Pickering transformer mystery solved

I got a comment on my earlier article about this. I'm glad to report that it has nothing to do with the general neglect of these giant transformers, allowing them to sink away, like the Tower of Pisa. No, this has to do with general neglect in maintenance!

Seems that when these things are off, and you want to work on them, you hook up a bunch of grounding straps to leak off stray currents. These are big huge copper things. It's kind of important to take them off when you fire it up again, but they didn't. I'll bet that was one heck of a copper-vapour cloud!

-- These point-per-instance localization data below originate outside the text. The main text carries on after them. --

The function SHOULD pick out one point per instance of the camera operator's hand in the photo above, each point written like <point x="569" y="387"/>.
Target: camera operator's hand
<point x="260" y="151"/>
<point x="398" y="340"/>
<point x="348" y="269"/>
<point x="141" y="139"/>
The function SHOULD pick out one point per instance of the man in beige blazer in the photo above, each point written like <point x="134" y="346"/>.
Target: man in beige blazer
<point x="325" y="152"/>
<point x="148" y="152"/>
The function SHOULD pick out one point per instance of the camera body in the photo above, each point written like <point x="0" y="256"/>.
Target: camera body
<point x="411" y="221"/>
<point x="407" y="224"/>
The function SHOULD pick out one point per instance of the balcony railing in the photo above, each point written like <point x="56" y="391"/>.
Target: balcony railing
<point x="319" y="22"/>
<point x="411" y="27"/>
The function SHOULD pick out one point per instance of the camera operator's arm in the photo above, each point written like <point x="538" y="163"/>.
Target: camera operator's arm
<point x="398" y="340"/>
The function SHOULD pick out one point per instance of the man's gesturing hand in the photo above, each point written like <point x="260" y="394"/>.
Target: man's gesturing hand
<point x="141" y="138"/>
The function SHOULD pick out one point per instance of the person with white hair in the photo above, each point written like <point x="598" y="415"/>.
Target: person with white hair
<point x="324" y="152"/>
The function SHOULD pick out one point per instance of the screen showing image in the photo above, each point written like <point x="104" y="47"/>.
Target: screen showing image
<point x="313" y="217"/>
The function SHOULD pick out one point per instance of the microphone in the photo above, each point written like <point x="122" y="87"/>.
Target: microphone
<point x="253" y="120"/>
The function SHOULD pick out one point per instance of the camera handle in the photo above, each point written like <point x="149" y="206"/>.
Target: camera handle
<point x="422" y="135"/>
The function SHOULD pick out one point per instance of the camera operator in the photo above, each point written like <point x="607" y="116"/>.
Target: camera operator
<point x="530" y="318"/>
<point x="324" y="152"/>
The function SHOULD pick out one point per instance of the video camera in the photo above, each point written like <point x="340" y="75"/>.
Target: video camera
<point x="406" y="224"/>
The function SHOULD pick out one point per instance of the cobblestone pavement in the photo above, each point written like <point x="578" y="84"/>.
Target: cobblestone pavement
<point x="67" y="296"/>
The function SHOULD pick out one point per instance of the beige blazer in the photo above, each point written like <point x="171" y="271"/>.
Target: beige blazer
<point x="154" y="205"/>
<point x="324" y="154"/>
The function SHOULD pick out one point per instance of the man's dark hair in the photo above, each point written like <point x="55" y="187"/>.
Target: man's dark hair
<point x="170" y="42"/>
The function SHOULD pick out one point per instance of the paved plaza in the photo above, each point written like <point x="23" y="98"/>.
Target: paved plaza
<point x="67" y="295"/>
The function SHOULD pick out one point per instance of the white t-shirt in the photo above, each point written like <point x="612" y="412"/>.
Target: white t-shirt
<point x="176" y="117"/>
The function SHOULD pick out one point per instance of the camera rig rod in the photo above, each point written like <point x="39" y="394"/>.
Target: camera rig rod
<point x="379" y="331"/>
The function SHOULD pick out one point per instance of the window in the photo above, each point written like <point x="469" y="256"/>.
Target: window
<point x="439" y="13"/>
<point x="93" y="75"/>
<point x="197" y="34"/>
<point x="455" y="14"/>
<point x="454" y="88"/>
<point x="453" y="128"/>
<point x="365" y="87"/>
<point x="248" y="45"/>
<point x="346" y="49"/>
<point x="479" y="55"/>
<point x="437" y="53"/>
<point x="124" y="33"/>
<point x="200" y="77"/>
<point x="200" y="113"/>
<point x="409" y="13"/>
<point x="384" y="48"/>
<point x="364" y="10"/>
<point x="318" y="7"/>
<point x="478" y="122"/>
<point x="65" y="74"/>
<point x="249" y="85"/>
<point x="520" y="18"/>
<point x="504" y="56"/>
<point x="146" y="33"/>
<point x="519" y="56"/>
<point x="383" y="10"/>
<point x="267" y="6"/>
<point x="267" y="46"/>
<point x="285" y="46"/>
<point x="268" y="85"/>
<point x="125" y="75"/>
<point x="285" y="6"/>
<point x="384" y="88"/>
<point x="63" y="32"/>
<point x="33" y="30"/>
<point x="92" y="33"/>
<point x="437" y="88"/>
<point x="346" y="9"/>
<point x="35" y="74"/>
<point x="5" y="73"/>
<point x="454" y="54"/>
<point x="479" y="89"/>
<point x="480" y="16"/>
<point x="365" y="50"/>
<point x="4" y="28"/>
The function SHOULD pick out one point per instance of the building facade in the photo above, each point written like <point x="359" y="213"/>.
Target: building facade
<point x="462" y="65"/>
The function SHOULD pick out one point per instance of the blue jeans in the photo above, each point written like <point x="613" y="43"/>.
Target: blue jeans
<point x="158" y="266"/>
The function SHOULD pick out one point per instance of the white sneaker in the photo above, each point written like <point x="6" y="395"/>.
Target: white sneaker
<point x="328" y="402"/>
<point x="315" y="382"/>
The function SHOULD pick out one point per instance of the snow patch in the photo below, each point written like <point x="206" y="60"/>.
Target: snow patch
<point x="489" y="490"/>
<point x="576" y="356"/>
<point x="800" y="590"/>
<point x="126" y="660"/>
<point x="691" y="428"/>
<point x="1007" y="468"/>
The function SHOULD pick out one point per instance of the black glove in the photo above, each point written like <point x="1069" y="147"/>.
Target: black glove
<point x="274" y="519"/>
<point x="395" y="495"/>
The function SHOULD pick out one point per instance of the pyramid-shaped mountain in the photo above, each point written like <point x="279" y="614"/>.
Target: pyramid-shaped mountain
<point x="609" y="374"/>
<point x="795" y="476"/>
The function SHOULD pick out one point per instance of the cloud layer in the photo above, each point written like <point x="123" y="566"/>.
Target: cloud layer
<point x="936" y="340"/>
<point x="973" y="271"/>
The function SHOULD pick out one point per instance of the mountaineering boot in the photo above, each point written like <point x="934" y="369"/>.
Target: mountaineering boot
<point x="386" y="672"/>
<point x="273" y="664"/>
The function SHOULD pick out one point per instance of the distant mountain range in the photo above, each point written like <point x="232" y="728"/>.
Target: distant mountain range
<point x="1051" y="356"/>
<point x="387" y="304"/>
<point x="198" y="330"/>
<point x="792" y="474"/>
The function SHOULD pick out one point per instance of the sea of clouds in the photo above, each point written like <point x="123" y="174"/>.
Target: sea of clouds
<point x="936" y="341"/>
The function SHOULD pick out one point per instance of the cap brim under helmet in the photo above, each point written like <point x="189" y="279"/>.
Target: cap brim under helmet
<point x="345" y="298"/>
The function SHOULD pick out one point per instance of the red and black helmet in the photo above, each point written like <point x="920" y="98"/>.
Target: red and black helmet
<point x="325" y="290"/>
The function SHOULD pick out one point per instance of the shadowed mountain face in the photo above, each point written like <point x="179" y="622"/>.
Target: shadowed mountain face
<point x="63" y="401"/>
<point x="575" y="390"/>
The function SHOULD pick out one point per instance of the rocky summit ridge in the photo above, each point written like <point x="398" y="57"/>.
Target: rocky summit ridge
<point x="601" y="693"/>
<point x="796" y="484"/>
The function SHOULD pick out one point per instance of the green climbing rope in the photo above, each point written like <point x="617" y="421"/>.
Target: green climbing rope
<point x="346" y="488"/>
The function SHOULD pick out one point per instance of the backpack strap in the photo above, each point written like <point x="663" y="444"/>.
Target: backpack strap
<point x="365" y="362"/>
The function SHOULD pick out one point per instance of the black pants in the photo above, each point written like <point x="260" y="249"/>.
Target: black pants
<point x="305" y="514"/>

I still can't find out if they totally toasted the thing. I can't find anywhere that unit 7 has started up again. I do find it rather odd that the official story is that it was a 'ground fault'. When the public thinks of that, they think of a little trickle current that is quickly cut off by a ground fault protector.

4 comments:

Anonymous said...

The official internal story is that Unit 7 is now going to be staying down so they can start on the fall planned outage work early and have it running again to make up the lost production in the second half of the year.

Harold Asmis said...

Yeah for 'official' stories!

Anonymous said...

OK another update: There is a small leak of annulus gas (CO2) into the moderator. It reacted with the gadolinium sulphate neutron poison they add during the outage to ensure it doesn't go critical. Insoluble gadolinium oxalate is formed when the sulphate reacts with CO2. This removed the gadolinium from solution during the outage causing a few neutron peaks until they dumped more Gd SO4 in. Eventually someone wondered where it was going and now they are looking for the cracked calandria tube and how to remove an insoluble deposit from the in-core components.

Harold Asmis said...

Yeah, I didn't want to say this. You better watch out for a witch hunt! I wonder when the sleepy media is going to come up with the headline "Pickering Unit 7 Truly Buggered!"